Previous years have been very interactive, requiring direct participation. A seek and find game, a conference only chat tool, etc. These have been fun, but interaction with the project is sporadic and not ubiquitous. This year we decided to build something that everyone would participate in, simply by being in the audience. Alex had the excellent idea of tracking the loudness of the auditorium over time, and we decided to monitor Twitter as well.
To measure sound levels in the auditorium (hangar? main stage?) we would obviously need some hardware on site. We chose a Raspberry Pi for simplicity, and because we already understood it. I initially experimented with using an electret microphone and GPIO, but as time ran out I went simpler and ordered a USB audio interface to plug in.
Before the event Paul and I went to KANEKO to set things up. The helpful guy from binary.net who was setting up the network gave us a hard line so we wouldn’t have to deal with wifi traffic, we ran the mic up the wall, plugged it in and watched the data flow. Pretty smooth install.
The architecture of Pandemonium is perhaps a bit over complex, but I was having fun gluing things together and who’s gonna stop me?
This packet gets pushed into a queue with a timestamp that is shared with the UDP client process. This process picks it up, and collects 50 other samples finding the peak value. Once it has collected 50 packets (0.5 seconds) it takes the peak value, wraps it with a signature and sends it off. The signature is an abbreviated HMAC to verify the origin and quality of the data. Originally we were sending 100% of the samples collected, so 100 per second. We decided that was a bit extreme and added the summarization code to reduce it to twice per second.
The UDP server receives the packet, unpacks it, and checks the signature. If it’s valid, it stores it in MySQL (async) and also pushes it to a Redis pubsub channel.
From there a node.js server picks it off the Redis pubsub channel and sends it down through socket.io to waiting clients. Even with all these hops, the roundtrip is pretty snappy, and there is less than a second of obvious lag.
On the client side we had a digital VU-style meter which scaled the volume over it’s seven bars and lit up accordingly. We also pushed the data to a live graph powered by HighCharts.
Tweets were collected for the hashtag #bigomaha and stored directly into MySQL by a daemon using the Twython library.
A second process would aggregate and average the tweets per second, then push that data to a Redis pubsub channel to be distributed by the node.js bridge.

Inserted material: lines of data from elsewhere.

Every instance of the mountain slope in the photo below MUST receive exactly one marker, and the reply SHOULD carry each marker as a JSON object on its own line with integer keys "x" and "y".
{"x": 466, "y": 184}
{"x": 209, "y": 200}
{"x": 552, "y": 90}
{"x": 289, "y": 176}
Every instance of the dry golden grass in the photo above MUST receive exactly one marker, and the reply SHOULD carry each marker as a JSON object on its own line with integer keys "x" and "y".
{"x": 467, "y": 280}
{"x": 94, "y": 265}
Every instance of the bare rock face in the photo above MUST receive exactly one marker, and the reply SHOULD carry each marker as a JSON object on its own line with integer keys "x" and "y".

Since there isn’t a natural comparative value for Tweets, the aggregator keeps the peak value in memory and compares the current value against that for a percentage. Not perfect, but it’s works.
Mistakes Were Made
Everything performed better than I expected, honestly. We didn’t have the opportunity to test the audio sampling at a large, loud venue, so I was worried about that. Paul and I installed it in the back of the auditorium, just past a speaker, and put the mic as high up the wall as we could, which seemed to isolate it pretty well.

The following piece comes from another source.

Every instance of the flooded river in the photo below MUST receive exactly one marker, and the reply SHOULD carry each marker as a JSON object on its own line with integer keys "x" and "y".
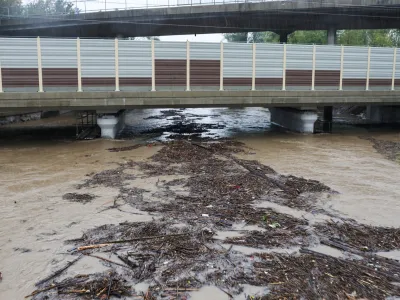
{"x": 35, "y": 173}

However, there were some problems. Due to a fat finger, none of the audio data from day one was saved until about 3pm. So that was a bummer. A quick fix gave us good data for day two through.
My second goof was that the MySQL library I used for storing tweets assumed that data was latin-1, even though I created my tables as utf-8. So, when people tweeted anything with odd characters, the database barfed and it dropped the tweets. That also got fixed in the afternoon on day one.
I think it was a neat project, I certainly had fun building it. And it worked, which is always what we are aiming for, and it didn’t require any direct interaction from attendee’s to succeed, it survived on it’s own. I wish I hadn’t made mistakes, but they weren’t too damaging to the real-time experience at Big Omaha.